As the majority observes, the foundations of our approach to retroactivity in collateral review come from Justice Harlan’s separate opinions in Desist v. United States, 394 U. S. 244 (1969) , and Mackey v. United States, 401 U. S. 667 . Ante, at 7. There, Justice Harlan con-fronted a now-familiar problem: how to address the con-sequences of an ever-evolving Constitution. He responded with an approach to retroactivity that placed at the forefront the need for finality in the criminal process. See, e.g, 401 U. S., at 682–683. In his view, very few rules that emerged after a prisoner’s conviction—including constitutional rules—warranted disturbing that conviction. See id., at 686–692. Justice Harlan saw only “two exceptions”: “bedrock procedural” rules, id., at 692–693, and “[n]ew ‘substantive due process’ rules” removing “certain kinds of primary, private individual conduct beyond the power of the criminal law-making authority to proscribe,” id., at 692. As examples of the latter category, he cited such rules as that the First Amendment forbids criminalizing flag burning, that the right to privacy precludes the Government from prosecuting distributors of contraception, and that the “freedom to marry” and equal protection principles immunize couples from being punished for entering into interracial marriages. Id., at 692, n. 7. These “ ‘substantive due process’ rules,” Justice Harlan explained, were “on a different footing” because “the writ has historically been available for attacking convictions on such grounds.” Id., at 692–693. Moreover, society has an “obvious interest in freeing individuals for punishment for conduct that is constitutionally protected.” Id., at 693. And granting relief for such claims would not require retrials. Ibid.

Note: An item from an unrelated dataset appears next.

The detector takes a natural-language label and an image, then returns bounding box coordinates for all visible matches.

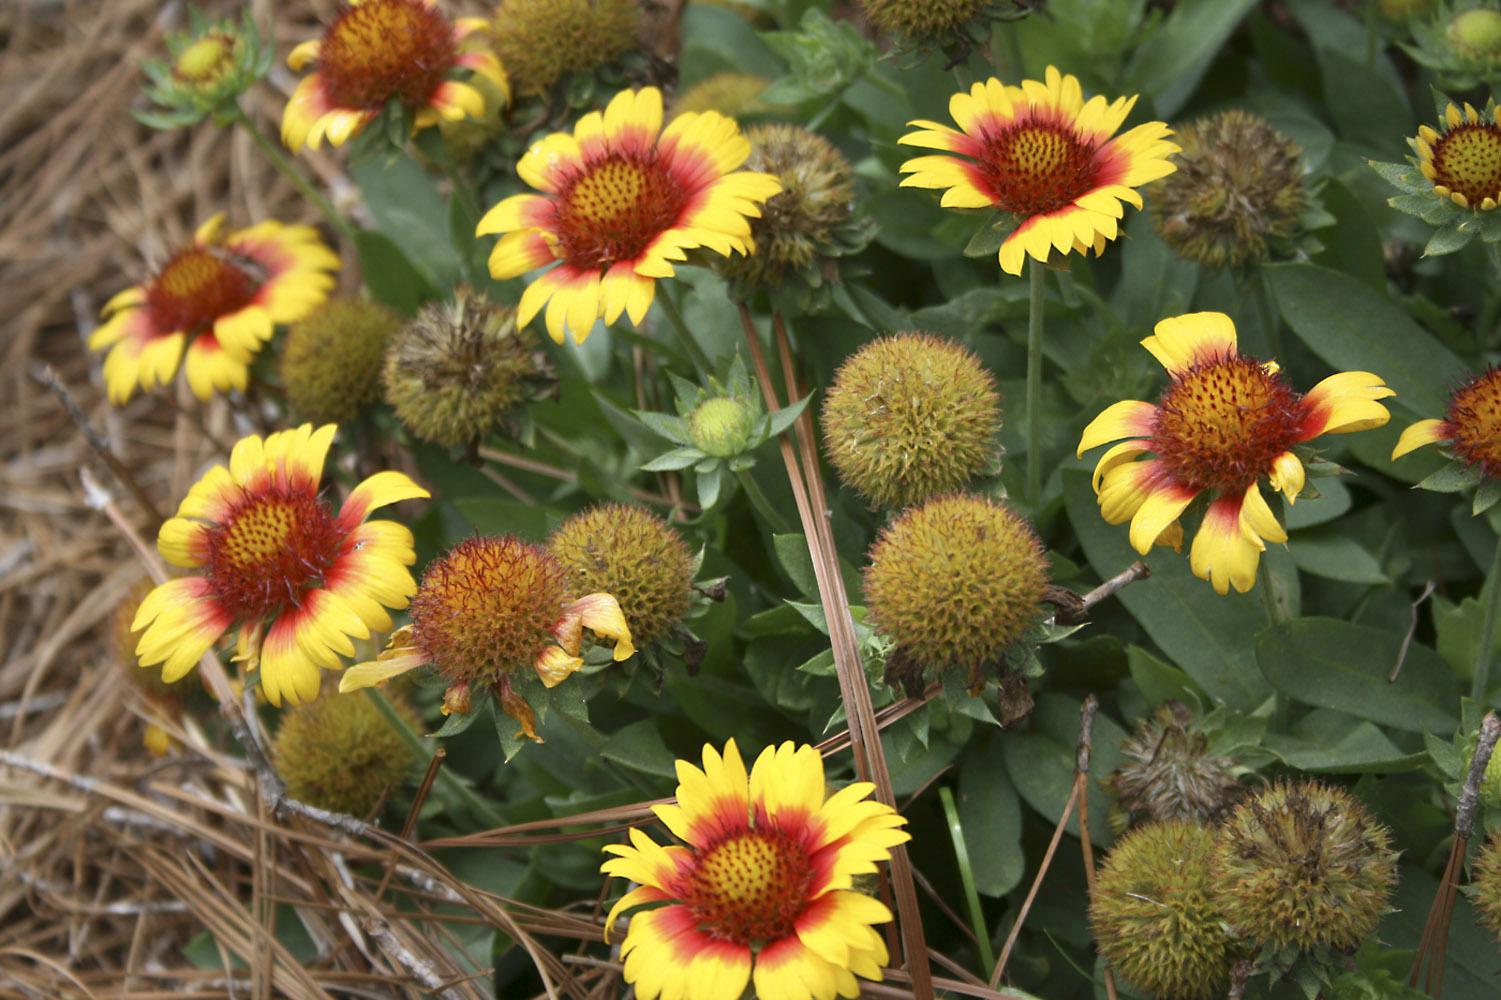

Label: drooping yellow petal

When Teague adopted Justice Harlan’s approach, see 489 U. S., at 310 (plurality opinion), it agreed that to preserve “the principle of finality which is essential to the operation of our criminal justice system,” id., at 309, “new rules generally should not be applied retroactively to cases on collateral review,” id., at 305. Teague thus adopted Justice Harlan’s two exceptions for “watershed rules of criminal procedure” and rules that “accord constitutional protection to . . . primary activity.” Id., at 311; see id., at 310.

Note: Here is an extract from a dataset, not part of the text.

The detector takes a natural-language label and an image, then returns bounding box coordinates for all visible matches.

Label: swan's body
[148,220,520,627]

The Court then swiftly discarded the limitations that Teague adopted. Penry proclaimed the retroactivity of rules barring certain punishments, even though the Court’s constant revision of the Eighth Amendment produces an “ever-moving target of impermissible punishments.” Montgomery, 577 U. S., at ___ (slip op., at 11) (Scalia, J., dissenting) (emphasis deleted); see id., at ___–___ (slip op., at 10–11). Bousley extended retroactive relief for federal prisoners raising statutory claims, not just constitutional ones. See 523 U. S., at 616–617, 620–621. Montgomery extended Teague to state postconviction proceedings, enshrined Teague as a constitutional command, and redefined substantive rules to include rules that require sentencers to follow certain procedures in punishing juveniles. Now the majority collapses Teague’s substantive-procedural distinction further, allowing any rule that has the incidental effect of invalidating substantive provisions of a criminal statute to become a substantive rule.

Today’s decision, like those that preceded it, professes to venerate Justice Harlan’s theory of retroactivity. See ante, at 7; Montgomery, supra, at ___ (slip op., at 8–10). This rings hollow; these decisions spell its ruin. The Court adopted Justice Harlan’s approach to retroactivity because it shared his conviction that “there [must] be a visible end to the litigable aspect of the criminal process.” Mackey, supra, at 690; see Teague, supra, at 310 (plurality opinion) (similar). With the Court’s unprincipled expansion of Teague, every end is instead a new beginning.

*  *  *

For these reasons, I respectfully dissent.

Notes
1 * Welch’s §2255 motion did assert that his “robbery under Florida [statutes] is ambiguous, vague, and was without any violence and or physical force,” App. 96a, and that Florida robbery “has multimeanings.” Id., at 97a. But challenging the vagueness of Florida law is quite different from the argument Welch needed to assert a Johnson claim: that the residual clause is itself unconstitutionally vague.